SPD-Generalsekretär Franz Müntefering räumte am 7.Januar erstmals ein, auch
die bestehende SPD-Grüne-Regierung sei mit "zu großer Selbstsicherheit" davon ausgegangen, Deutschland wäre BSE-frei. In der Tat!
Schon seit Anfang der 90er Jahre musste gesunder Menschenverstand von Expertenweisheit zu schweigen davon ausgehen, dass Rinder in
Deutschland BSE-infiziert sind, alleine schon wegen der Einfuhr von Tiermehl aus Ländern mit manifesten und bekannten BSE-Fällen.

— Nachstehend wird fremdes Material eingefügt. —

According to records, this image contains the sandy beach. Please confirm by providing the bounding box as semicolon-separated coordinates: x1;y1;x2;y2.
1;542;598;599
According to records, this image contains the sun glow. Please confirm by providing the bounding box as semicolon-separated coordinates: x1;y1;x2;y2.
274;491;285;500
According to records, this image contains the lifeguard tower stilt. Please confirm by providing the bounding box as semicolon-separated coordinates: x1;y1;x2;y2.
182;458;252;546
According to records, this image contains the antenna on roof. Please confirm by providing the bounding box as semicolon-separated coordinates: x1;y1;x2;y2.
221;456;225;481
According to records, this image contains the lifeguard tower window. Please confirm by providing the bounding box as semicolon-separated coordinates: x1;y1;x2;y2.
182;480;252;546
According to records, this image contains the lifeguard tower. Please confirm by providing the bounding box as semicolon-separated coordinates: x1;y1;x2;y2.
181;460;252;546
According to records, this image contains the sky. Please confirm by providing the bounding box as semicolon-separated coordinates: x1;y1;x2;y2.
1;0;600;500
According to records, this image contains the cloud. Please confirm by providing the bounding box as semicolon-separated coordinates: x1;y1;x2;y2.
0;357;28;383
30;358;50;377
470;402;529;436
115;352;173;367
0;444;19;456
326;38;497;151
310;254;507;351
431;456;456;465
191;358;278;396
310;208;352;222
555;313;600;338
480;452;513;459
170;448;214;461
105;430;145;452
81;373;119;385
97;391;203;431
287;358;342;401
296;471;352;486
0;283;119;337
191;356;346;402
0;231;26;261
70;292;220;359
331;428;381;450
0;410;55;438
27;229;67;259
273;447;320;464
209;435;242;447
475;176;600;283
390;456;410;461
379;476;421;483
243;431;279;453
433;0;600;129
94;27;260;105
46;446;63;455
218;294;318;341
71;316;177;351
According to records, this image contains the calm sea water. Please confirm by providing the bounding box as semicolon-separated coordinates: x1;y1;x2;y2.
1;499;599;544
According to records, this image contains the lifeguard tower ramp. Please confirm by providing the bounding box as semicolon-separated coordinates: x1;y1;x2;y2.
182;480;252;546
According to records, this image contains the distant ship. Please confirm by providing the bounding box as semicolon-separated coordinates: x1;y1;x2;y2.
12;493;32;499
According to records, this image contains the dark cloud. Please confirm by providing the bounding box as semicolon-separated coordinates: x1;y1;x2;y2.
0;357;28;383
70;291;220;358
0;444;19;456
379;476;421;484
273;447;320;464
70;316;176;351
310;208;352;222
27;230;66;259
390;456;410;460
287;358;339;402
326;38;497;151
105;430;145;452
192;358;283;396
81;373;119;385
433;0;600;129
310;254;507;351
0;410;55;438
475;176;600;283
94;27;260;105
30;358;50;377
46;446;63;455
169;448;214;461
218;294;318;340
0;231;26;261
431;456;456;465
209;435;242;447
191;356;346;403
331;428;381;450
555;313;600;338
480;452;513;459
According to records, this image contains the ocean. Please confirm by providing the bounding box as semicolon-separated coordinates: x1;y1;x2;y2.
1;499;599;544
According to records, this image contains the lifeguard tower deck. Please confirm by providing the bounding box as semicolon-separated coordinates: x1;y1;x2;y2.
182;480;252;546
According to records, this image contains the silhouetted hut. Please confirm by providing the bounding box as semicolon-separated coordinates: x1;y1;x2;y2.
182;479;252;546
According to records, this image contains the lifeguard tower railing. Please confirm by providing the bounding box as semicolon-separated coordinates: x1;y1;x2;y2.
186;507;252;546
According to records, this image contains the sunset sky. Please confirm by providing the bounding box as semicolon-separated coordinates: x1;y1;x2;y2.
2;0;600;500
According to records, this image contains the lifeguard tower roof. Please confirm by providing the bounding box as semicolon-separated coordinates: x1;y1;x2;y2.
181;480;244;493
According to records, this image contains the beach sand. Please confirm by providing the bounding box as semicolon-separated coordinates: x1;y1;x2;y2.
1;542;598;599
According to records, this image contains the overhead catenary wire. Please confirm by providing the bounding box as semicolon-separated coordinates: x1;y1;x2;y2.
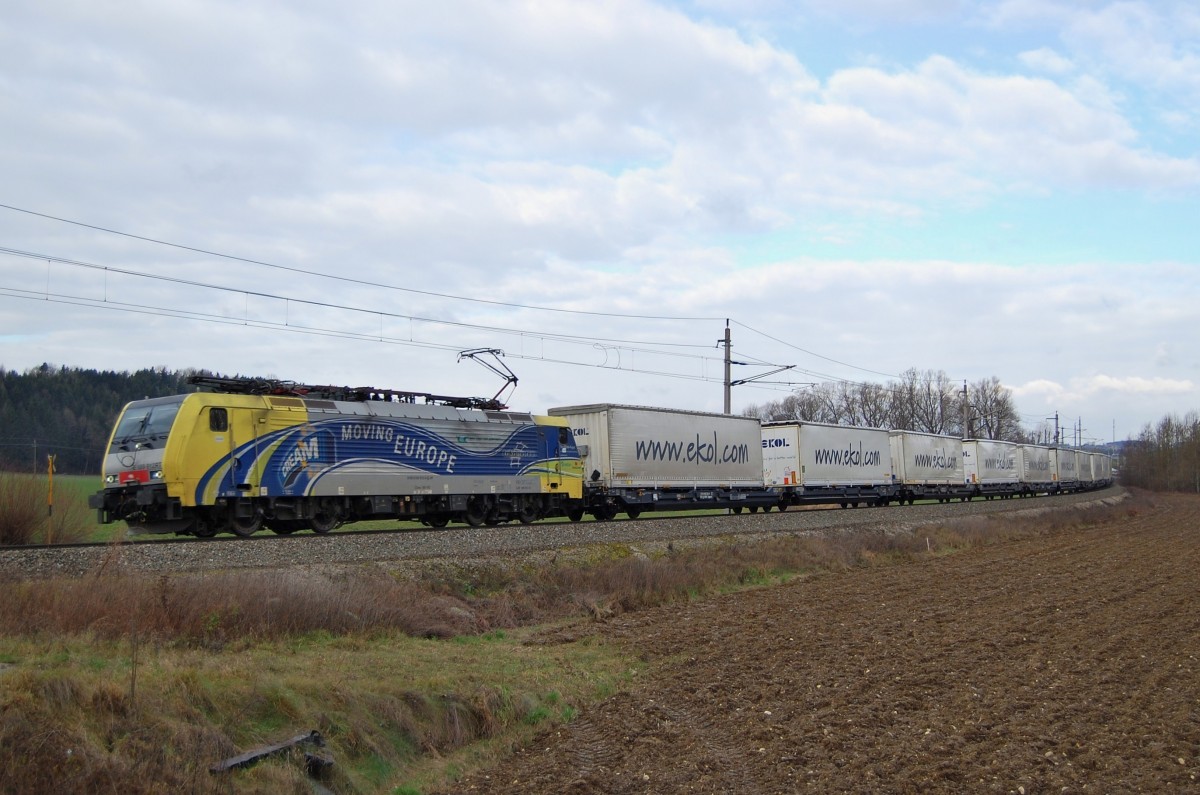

Erst seit 1996 ist die Verfütterung von Tiermehl an Wiederkäuer in Deutschland
verboten (und dieses Verbot wurde, wie wir heute wissen, in mehreren Fällen missachtet). Doch auch bei der Kälbermast eingesetzte
Milchersatzprodukte, die aus Tierkadavern gewonnene Fette enthalten, können den BSE-Erreger übertragen. Müntefering stellte in Aussicht,
"aus den Fehlern zu lernen", schloss aber personelle Konsequenzen aus.
Natürlich forderten Christdemokraten und Liberale den Rücktritt verantwortlicher
Minister (was die entsprechenden CSU-Verantwortlichen in Bayern ebenso selbstverständlich für sich selbst ausschlossen). Dabei ist die Vogel-
Strauß-Politik der gegenwärtigen Regierung nur die Fortsetzung derjenigen ihrer Vorgängerin, der Kohl-Regierung. Das bedeutet aber nicht, dass
die Rücktrittsforderungen unberechtigt waren.
Landwirtschaftsminister Karl-Heinz Funke (SPD) erklärte noch im November 2000
Deutschland im Brustton der Überzeugung für "BSE-frei". Dabei soll er (laut Bild am Sonntag) im Januar 1999 von Kieler Wissenschaftlern
sogar über konkrete BSE-Fälle in Deutschland unterrichtet worden sein.
Außerdem verbreitete Funke übers Internet gereimte Kalauer, mit denen er sich
über die Ängste der Verbraucherinnen und Verbraucher und über Forderungen nach strengen Kontrollen und strikter Kennzeichnungspflicht lustig
machte.
Der grünen Gesundheitsministerin Andrea Fischer wurde Inkompetenz und
Zurückhalten von Informationen vorgeworfen. Wie dem auch sei, entscheidend ist die hoffnungslos angepasste Politik auch dieser Repräsentantin der
grünen Partei, von der keinerlei Signal für einen Bruch mit der überkommenen Politik ausging, und die nicht einmal die BSE-Krise zum Anlass
nahm, wenigstens Ansätze für eine ökologisch und gesundheitspolitisch alternative Politik zu formulieren.
Ihr größtes Verdienst ist zweifellos ihr Rücktritt, zumal er Funkes Rücktritt
erzwang und dem Bundeskanzler eine Regierungsumbesetzung aufdrängte, die alles andere als geplant war.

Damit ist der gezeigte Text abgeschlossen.